RNA as a Therapeutic Target

The potential therapeutic value of targeting RNA is well recognized. But to date, intentionally targeting RNA has required oligonucleotide drugs, which have challenging pharmaceutical properties that limit their utility for patients. Nevertheless, there are precedents for RNA-targeted small molecules (rSMs), including several approved drugs.
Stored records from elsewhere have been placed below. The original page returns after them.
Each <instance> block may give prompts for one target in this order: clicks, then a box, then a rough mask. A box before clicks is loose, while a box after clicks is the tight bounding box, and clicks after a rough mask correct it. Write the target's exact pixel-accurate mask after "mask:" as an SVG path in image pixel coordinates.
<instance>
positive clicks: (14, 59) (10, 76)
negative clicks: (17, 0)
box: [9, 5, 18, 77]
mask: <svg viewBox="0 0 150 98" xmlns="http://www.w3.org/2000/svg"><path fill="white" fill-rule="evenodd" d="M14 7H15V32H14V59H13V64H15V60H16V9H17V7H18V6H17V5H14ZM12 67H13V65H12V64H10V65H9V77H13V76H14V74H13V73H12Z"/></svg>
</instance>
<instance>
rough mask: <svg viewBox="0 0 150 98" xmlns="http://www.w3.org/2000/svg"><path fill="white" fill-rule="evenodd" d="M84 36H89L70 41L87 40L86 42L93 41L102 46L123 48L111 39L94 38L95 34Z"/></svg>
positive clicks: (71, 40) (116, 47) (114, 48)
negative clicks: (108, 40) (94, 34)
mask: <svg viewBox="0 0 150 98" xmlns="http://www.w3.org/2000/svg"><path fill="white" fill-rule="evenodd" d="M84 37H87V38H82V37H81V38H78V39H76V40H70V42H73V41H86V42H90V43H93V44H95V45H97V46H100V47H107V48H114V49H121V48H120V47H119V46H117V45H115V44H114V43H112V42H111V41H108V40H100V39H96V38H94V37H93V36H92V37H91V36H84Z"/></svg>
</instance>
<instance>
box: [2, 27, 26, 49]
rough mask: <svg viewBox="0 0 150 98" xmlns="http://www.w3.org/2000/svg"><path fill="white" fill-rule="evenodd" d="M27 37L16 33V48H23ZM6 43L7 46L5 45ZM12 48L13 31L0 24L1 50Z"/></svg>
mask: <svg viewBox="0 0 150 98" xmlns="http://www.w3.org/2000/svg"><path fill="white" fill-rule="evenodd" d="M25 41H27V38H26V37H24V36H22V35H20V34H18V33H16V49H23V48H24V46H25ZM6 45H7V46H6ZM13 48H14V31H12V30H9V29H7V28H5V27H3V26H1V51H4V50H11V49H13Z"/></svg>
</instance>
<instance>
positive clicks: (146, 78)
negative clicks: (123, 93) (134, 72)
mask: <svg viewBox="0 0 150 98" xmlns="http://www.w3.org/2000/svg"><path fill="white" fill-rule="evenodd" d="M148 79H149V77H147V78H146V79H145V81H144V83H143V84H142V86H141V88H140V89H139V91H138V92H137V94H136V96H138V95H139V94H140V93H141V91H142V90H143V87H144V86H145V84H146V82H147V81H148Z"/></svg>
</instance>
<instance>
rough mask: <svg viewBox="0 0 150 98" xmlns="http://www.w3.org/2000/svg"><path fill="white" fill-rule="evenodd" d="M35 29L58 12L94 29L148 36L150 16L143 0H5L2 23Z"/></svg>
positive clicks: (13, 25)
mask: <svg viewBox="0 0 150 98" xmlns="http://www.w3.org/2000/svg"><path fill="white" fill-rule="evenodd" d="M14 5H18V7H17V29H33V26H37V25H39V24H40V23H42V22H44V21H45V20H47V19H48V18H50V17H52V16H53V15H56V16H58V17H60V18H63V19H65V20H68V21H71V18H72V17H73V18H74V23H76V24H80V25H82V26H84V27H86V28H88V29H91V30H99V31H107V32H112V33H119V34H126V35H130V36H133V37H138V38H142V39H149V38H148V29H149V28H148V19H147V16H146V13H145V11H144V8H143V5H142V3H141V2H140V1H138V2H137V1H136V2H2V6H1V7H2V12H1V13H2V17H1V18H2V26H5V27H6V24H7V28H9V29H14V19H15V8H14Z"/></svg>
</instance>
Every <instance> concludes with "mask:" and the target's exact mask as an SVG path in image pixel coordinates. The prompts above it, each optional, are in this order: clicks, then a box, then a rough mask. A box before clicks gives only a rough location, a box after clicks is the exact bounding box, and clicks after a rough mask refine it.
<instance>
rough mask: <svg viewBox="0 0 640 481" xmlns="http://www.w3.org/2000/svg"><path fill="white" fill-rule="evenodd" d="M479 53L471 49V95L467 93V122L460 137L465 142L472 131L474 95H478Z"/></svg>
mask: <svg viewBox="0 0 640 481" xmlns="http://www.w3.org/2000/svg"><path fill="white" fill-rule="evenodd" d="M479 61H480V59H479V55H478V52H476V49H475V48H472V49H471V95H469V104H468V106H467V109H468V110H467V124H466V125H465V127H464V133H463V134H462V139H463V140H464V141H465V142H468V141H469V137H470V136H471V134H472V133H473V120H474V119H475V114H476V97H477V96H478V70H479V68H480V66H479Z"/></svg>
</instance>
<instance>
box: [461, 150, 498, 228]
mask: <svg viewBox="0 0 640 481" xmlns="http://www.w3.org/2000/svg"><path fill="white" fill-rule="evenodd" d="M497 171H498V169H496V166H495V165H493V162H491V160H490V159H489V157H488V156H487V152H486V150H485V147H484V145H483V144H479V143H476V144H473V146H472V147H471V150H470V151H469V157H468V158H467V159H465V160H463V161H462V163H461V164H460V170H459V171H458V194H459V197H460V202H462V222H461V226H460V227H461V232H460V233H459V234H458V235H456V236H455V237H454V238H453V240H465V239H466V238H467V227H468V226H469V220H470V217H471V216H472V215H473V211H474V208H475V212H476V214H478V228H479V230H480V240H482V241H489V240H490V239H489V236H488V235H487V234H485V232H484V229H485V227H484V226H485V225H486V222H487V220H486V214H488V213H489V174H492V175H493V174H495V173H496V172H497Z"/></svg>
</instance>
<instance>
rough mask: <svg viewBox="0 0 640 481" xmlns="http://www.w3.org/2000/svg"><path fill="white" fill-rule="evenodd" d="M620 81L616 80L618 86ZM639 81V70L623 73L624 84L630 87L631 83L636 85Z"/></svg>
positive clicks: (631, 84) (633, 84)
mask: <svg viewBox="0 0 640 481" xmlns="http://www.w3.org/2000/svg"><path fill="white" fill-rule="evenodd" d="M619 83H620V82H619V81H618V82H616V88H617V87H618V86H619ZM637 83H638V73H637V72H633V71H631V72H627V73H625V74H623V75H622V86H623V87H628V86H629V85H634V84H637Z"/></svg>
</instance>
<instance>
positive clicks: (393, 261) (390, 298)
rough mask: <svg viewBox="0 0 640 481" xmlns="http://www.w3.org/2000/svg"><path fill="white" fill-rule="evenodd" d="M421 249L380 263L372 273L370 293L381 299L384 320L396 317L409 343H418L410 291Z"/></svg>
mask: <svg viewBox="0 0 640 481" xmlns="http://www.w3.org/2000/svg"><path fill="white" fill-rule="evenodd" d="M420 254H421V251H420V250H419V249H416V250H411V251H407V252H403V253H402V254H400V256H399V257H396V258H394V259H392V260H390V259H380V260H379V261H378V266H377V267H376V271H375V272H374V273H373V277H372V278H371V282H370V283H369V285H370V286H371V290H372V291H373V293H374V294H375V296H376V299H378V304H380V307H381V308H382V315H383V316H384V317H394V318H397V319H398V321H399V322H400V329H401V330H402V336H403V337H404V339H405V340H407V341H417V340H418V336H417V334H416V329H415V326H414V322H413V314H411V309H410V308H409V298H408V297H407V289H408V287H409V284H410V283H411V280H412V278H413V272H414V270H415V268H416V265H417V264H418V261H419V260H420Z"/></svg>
In contrast to oligonucleotide drugs, these molecules were all discovered through serendipity; only after their discovery was it learned they acted on RNA.

Emerging research has answered fundamental questions about the complex lifecycle of RNA and its suitability as a target for structure-based small molecule drug discovery. No longer thought to be an inconsequential intermediary between DNA and proteins, we now know:

  • RNA folds into predictable and conserved secondary and tertiary structures that can be inferred from sequence
  • The in vitro structures can be demonstrated to match the structures within cells
  • RNA structures are diverse and dynamic, but selectivity is achievable with small molecules
  • RNA structures are functionally significant, specifically influencing the translational efficiency of the RNA into protein

These RNA properties allow us to deploy the principles of structure-based drug design so we may rearchitect the drug discovery workflow for RNA and design disease-treating rSMs. We are screening hundreds of RNA targets to deeply explore chemical and RNA structure space. The result is a unique understanding of the principles of RNA-small molecule interactions and the ability to select the most promising target/hit combinations to advance as therapeutic programs.

RNA pockets and dynamics
The pockets and dynamics of RNA provide multiple opportunities to intervene in the life of an RNA to alter its function. RNA folds into complex three-dimensional pockets that can be characterized computationally and experimentally. These pockets are remarkably similar to druggable pockets in proteins. In addition, RNAs interconvert into multiple related conformations that can each be targeted by small molecules to impede RNA function.